Methods: “CV events were subdivided in coronary events (myocardial infarction, coronary angioplasty,  myocardial infarction, angina pectoris, coronary bypass or angioplasty), cerebrovascular  events (including ischemic and hemorrhagic strokes, and transient ischemic attack), other  CV events (peripheral arterial disease and acute heart failure requiring hospitalization) and sudden death. I suggest to rephrase as follows: “CV events were subdivided in coronary events (myocardial infarction, coronary angioplasty, coronary by-pass, angina pectoris), sudden death, acute heart failure requiring hospitalization, cerebrovascular events (ischemic and hemorrhagic strokes, transient ischemic attack) and peripheral arterial disease.”

Methods: “When the cause of death was not specified, it was recorded as an undetermined, and consequently, non-fatal.” This sentence is unclear to me. I suggest to omit it.

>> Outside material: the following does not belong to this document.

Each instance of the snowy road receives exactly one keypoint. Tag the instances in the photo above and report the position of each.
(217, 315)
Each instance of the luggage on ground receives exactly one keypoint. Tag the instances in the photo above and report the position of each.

Methods: “Those showing significant associations were then entered in the model, adjusted for the confounding variables (age, sex, body mass index, DM, previous CV event) for the multivariate Cox analysis.” I suggest to rephrase as follows: “Those showing significant associations were then entered in a model including confounding variables (age, sex, body mass index, DM, previous CV event) for the multivariate Cox analysis.”

Methods: “For ABPM variables, a 1 standard deviation (SD) increment was used to determine RH-associated comorbid conditions.” I suggest to rephrase as follows: “For ABPM variables, a 1 standard deviation (SD) increment was used to report HR (95% confidence interval).

Results, Table 3: “LVM gr (n) 246(30) 232(91) 0.34” It is unclear to me if you report LVM in g (mean +/- SD), LVMI in g/m^2 (mean +/- SD) or LVH n (%), that is LVMI > 95 g/m^2 in women and > 115 g/m^2 in men. Please, clarify.

Results: “Figure 1 presents ….. Furthermore, for all CV events, nighttime PP >60 mmHg was associated with higher predictive value with a worse survival with CV events compared to those with PP <60 mmHg”. I feel this sentence should be deleted. Indeed, you did not compare the predictive value of 24-hour, daytime and nighttime PP here.

Results: “Table 3 Univariate and Multivariate Cox analysis for cardiovascular events, adjusted for confounding variables (age, gender, body mass index, diabetes, and previous cardiovascular events). I feel this is Table 4. “Cardiovascular events” should be deleted from the heading. Please, replace “Daytime SBP 1.29 (0.99-1,68)*” with “Daytime SBP 1.29 (0.99-1.68)*”; is it significant (*)?

Discussion: “According to the pathophysiology, PP may be responsible for muscular overload in vessels [50], making the arteries stiffer due to an increment in collagen content and decreased elastin fibers [40].” Is the opposite possible? That is, are stiffer arteries associated with higher PP?

Author Response

Thank you for your helpful suggestions; they were very pertinent. In the attachment, we provide the revised version of the article.